Bridgestone Corp., the world’s largest tiremaker, will postpone the start of production at a new tire plant in Thailand as demand ebbs, adding to companies postponing expansion in the Southeast Asian country.

The company is delaying output at the factory for specialty tires because global demand for coal-mining vehicles is less than it had expected, Chief Executive Officer Masaaki Tsuya said in an interview yesterday. The company will announce a new output start date “when demand comes back,” he said.

Bridgestone has been adding capacity for construction and mining vehicle tires because they have a higher profit margin, Tsuya said. Honda Motor Co. in April said it would delay building its third Thai plant by six months because of political unrest in the country.

“It will take some time before mining-vehicle tire demand heats up,” Tsuya said. The coup and political turmoil in Thailand hasn’t affected the planned timing of production and the company’s three existing factories in the country are running as usual, he said.

The company still expects net income to surge 41 percent this fiscal year to a record 285 billion yen ($2.8 billion) as rubber prices near a five-year low hold down costs.

Coal Glut

Appetite for mining and construction vehicles is slumping as a coal glut drags prices to almost five-year lows. Glencore Xstrata Plc said it would stop production from its Ravensworth mine in Australia.
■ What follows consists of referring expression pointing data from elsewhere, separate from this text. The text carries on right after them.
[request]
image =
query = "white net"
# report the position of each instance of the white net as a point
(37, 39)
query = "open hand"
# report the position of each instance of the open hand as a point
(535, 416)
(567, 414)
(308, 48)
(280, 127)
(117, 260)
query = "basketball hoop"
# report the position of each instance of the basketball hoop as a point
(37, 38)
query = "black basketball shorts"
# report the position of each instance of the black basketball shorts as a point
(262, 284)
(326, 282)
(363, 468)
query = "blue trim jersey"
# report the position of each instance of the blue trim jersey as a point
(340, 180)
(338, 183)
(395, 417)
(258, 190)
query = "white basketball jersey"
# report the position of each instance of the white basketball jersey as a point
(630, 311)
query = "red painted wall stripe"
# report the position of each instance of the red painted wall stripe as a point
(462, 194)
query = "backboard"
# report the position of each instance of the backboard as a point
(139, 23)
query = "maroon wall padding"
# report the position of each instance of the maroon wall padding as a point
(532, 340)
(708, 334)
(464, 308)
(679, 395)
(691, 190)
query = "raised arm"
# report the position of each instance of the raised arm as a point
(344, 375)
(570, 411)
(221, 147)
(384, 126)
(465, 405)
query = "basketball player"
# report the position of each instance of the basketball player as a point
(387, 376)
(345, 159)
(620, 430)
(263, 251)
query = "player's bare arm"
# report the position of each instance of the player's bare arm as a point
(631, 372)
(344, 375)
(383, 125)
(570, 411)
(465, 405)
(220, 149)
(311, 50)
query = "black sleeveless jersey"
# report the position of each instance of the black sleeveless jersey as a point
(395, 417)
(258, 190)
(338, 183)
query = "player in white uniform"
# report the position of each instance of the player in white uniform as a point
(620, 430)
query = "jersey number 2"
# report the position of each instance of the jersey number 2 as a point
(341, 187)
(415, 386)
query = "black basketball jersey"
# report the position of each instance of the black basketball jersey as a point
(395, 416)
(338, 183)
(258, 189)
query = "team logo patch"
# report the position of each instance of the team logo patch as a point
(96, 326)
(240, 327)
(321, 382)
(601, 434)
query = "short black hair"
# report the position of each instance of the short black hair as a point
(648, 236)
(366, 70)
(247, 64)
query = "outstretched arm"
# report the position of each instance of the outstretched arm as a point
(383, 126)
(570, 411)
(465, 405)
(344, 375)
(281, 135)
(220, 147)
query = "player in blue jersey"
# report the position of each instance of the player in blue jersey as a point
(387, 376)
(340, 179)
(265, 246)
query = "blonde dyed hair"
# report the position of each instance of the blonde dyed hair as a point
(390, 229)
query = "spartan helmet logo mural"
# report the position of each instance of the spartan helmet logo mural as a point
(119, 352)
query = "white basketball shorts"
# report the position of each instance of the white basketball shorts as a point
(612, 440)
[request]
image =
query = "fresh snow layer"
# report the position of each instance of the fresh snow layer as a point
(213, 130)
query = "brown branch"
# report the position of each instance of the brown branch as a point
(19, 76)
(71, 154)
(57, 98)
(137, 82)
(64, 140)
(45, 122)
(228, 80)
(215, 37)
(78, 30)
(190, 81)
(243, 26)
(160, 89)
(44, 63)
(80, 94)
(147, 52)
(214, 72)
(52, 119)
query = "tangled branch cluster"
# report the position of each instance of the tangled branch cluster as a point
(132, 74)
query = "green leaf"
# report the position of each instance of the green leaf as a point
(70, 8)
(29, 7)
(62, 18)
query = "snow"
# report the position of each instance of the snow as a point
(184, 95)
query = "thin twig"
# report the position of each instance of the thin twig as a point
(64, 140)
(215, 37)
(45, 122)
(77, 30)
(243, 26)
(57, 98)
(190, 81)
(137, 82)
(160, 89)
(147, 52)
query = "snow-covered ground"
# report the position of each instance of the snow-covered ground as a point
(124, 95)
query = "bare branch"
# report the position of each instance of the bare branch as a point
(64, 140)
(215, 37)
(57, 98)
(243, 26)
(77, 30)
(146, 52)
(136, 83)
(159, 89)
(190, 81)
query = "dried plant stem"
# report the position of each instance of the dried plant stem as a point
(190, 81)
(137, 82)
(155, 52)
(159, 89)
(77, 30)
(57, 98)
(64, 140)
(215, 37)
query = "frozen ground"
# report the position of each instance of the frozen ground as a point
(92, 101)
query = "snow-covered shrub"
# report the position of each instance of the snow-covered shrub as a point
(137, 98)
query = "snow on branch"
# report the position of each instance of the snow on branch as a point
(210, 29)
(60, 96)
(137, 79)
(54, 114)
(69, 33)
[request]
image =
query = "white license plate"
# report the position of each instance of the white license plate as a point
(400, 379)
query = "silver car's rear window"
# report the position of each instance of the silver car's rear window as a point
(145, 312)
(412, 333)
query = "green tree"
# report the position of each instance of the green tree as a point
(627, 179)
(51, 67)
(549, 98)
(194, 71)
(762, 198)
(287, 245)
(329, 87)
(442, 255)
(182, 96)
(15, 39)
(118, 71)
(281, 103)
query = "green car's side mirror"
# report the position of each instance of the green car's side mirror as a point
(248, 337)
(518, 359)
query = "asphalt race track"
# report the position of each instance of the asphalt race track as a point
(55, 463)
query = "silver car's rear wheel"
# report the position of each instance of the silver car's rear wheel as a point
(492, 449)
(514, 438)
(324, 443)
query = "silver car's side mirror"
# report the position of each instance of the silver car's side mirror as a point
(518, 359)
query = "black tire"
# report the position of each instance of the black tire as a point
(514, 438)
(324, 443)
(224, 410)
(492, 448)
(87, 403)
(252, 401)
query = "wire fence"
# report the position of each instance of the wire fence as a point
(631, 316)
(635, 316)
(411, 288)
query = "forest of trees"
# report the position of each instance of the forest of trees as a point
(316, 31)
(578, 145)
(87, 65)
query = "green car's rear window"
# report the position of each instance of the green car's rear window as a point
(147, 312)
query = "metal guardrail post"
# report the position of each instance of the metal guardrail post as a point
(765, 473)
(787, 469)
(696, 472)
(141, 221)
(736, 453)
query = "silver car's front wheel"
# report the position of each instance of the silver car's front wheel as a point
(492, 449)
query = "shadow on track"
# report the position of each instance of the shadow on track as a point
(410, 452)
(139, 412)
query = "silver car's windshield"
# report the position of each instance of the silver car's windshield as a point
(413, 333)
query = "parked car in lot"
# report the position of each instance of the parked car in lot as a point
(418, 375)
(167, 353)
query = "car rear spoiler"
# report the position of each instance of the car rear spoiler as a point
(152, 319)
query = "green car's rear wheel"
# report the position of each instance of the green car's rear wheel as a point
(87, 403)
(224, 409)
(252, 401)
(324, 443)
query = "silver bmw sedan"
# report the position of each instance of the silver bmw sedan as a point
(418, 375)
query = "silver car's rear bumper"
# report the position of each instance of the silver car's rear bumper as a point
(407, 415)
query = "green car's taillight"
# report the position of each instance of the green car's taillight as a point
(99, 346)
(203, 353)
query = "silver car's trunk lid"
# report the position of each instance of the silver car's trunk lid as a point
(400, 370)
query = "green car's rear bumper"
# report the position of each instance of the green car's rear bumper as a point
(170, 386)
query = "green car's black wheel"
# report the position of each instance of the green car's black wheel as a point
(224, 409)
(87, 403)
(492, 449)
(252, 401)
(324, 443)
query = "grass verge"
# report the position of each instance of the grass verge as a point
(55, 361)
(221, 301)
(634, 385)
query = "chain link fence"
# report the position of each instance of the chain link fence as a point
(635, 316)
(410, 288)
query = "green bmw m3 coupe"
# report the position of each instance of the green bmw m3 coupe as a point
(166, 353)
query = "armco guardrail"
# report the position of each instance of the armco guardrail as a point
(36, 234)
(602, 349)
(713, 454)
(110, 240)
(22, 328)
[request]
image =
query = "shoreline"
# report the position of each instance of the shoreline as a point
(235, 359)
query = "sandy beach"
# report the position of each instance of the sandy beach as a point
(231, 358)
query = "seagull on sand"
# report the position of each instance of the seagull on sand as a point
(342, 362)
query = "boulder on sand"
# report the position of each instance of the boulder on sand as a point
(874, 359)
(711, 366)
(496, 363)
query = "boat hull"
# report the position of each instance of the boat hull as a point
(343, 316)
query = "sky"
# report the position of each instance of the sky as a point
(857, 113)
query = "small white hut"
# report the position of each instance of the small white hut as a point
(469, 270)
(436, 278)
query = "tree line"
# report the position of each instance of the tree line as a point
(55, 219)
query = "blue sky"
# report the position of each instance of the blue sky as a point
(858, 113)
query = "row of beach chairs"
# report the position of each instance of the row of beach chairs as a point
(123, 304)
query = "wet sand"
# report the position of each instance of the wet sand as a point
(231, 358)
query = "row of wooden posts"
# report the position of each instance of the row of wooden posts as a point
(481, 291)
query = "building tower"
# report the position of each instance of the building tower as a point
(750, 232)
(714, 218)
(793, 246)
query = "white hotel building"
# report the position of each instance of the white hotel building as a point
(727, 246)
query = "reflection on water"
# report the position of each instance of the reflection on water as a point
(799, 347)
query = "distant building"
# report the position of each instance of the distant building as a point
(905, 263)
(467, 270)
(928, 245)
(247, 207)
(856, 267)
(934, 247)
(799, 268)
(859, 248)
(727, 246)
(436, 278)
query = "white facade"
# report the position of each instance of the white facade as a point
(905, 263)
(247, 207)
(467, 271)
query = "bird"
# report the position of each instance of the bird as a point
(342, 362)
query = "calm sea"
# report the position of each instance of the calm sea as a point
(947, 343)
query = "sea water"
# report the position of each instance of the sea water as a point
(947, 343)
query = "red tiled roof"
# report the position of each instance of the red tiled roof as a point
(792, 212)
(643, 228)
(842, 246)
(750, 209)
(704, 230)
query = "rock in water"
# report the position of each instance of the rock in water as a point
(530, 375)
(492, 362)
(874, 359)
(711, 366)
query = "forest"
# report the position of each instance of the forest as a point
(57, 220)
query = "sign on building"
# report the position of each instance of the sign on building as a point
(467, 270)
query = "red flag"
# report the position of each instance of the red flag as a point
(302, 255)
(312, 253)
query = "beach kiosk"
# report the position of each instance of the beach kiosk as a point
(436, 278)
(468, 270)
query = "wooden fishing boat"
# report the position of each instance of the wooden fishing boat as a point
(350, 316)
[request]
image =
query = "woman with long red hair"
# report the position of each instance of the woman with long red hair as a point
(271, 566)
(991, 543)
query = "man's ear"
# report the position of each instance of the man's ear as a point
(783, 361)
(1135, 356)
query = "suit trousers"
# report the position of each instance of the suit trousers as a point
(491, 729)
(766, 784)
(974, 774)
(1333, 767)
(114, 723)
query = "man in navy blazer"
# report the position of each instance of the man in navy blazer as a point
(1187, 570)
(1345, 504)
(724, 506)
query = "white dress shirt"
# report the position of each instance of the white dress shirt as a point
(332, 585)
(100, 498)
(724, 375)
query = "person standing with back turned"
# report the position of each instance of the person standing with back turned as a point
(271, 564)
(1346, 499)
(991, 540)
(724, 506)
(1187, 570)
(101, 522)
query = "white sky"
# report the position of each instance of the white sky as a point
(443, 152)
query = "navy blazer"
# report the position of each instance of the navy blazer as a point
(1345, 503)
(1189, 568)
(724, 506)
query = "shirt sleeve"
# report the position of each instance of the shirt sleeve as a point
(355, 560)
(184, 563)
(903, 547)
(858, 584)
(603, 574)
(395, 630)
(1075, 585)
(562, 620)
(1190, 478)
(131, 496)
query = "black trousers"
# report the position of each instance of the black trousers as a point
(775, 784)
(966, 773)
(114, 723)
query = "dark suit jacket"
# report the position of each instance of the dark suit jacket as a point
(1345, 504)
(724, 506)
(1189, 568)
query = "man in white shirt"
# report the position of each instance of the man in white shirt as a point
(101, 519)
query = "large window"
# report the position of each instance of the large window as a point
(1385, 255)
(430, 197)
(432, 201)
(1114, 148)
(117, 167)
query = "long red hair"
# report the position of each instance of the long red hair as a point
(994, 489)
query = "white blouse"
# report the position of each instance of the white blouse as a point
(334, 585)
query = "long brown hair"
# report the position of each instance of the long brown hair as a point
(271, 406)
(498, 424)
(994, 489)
Walter Energy Inc. said the company would immediately idle output at its Wolverine mine and suspend its Brule project by July.

Bridgestone’s new plant for mining-vehicle tires was scheduled to begin production in the first half of 2015, with a planned capacity of 85 tons per day by the first half of 2019.

Coal prices dropped to the lowest since October 2009 as of June 13, based on the GlobalCOAL NEWC Index, the Asia-Pacific benchmark.

The new Thai plant is mainly for exports and is Bridgestone’s first for off-road tires outside Japan and the U.S. The tiremaker will probably begin producing anti-vibration rubber parts, which make up about 50 percent of sales in Japan, outside the country to boost sales in overseas markets, Tsuya said.

Bridgestone forecast its global production of tires to rise 7.1 percent to 1.95 million tons this year.

The company on June 13 announced an agreement with the International Olympic Committee to become one of the organization’s top sponsors for the 2020 Tokyo Olympics and other Games through 2024.